As the sun begins to break through the hazy clouds onto campus once again, and the geese return to dominate the Warwick footpaths with the next generation waddling behind them, it can only mean that Spring is well and truly upon us. And that means the Spring Elections are too.
Agendas will be written. Candidates will be shortlisted. Posters will be pinned to every available tree. Votes will be cast. And eventually, a Sabbatical team for the coming academic year will be democratically chosen. During your time at Warwick, it is easy for this process to simply pass you by. Second term is often the busiest and the prospect of looking into these elections further than commenting on the quality of cardboard banner can often seem like time could be better spent elsewhere. These elections can often seem like the apex of disconnect between students and our representation at university.
However, while student politics may have its notable flaws, with the recent events that have been unfolding both nationally and the evident issues that are far closer to home, now more than ever is the time to elect a strong Sabbatical team that truly represents the students on this campus.
We are not simply voting for matters that are internalized within campus. By voting, we contribute to a wider, more national debate.
Voter turnout for SU elections is typically poor. However, following the General Election, they may seem particularly insignificant, failing to carry the same gravity. The names and faces of hopeful students don’t quite share the reputation of party leaders. Far from being familiar from our televisions or Twitter feeds, perhaps you once saw a candidate decked out in cardboard at circle, or recognise another from a first year seminar.
If we do vote, it’s likely we base our choices on the creativity displayed in campaigning (a canopy of paper keys to symbolise “unlocking” new policies – bullsh*t, but genius), or the amount we are spammed on Facebook. Or we select the person promising a Spoons on campus – there’s always one. Straight-up deception, but a sure-fire way to cash in votes from those still mourning the burger-and-pint deal that has vanished from the Duck’s menu.
We should take the elections more seriously. Our Students’ Union is a central part of the Warwick experience. If you have ever joined a society, enjoyed (well, tolerated) a night at Pop, or met a pal at Curiositea, it will have shaped your time at university. It is in your interest to take this chance to influence it, to have your voice heard. And, simply, by not voting, you forfeit the right to complain.

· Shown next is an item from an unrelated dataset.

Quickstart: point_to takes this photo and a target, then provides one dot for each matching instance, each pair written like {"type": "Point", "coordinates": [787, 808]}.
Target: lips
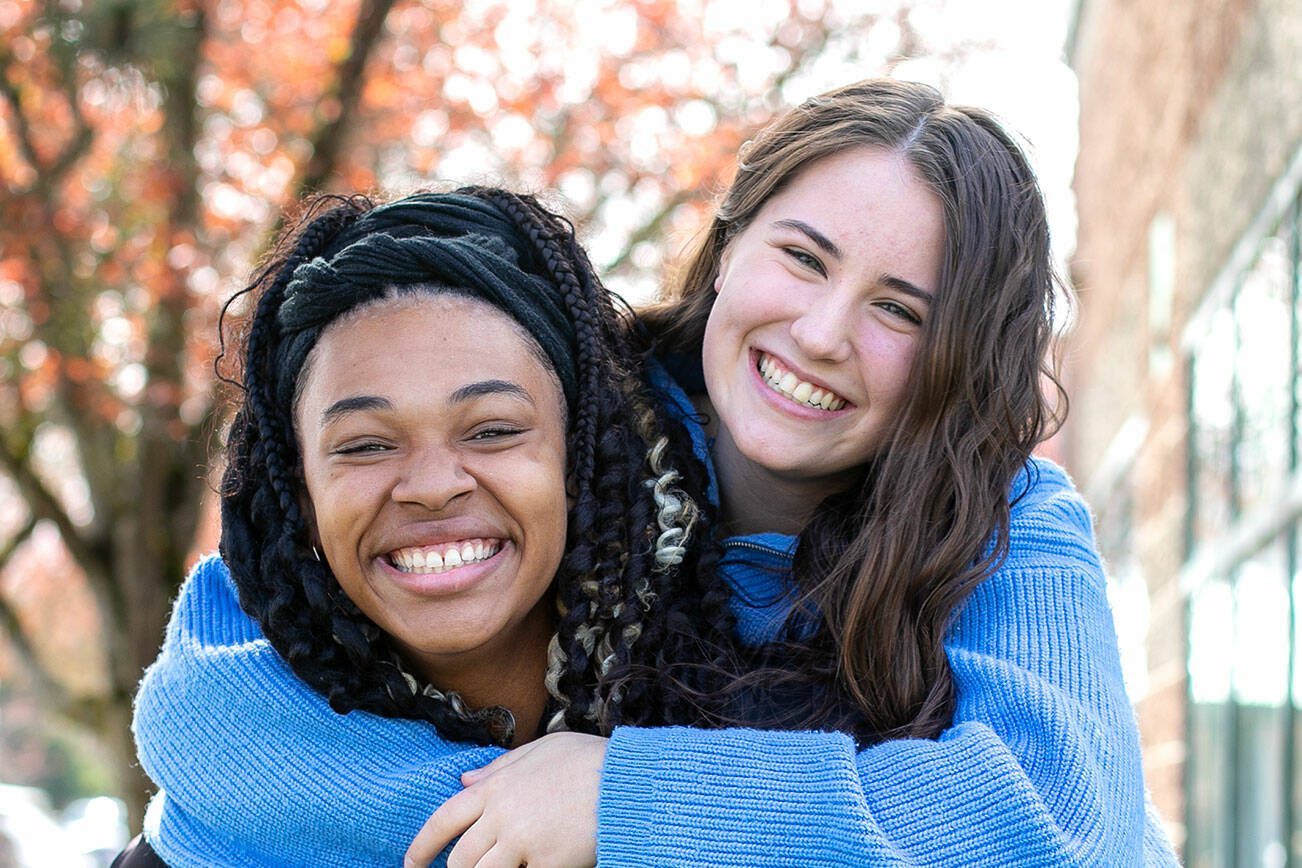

We are not simply voting for matters that are internalized within campus. By voting, we contribute to a wider, more national debate. Whether it be in local politics, such as the upgrading of the 12X National Express bus to Coventry following a dangerous incident that occurred near our campus, to national politics, regarding the state of our extortionately high tuition fees. By voting in these elections, we are contributing to something far beyond internal student politics. This gives us a responsibility, now more than ever, to be an active part of this university’s future.
As students, we have a duty to create on a local level the change we want to see in the world at large.
The recent events that have unfolded on campus over the last few months have shown the unfortunate consequences of an institution acting without the representation of its body. With the support of our Student Union, it was actively shown that students not only have a voice to speak out, but also that this voice can be a powerful tool for change. The best way of doing this is knowing exactly how we want to be represented and by voting for those candidates in the upcoming election. The more people that take the time to fill out the two-minute form, the stronger the team’s mandate will be.
Yes, in the grand scheme of things, these elections might seem trivial. But, ultimately, a national issue is a student issue. Passionate for climate change? Scrutinise the candidates for Environment and Ethics Officer. Identify as a feminist? Vote for a committed Women’s Officer. As students, we have a duty to create on a local level the change we want to see in the world at large. Our campus is a microcosm, and we should treat it as such.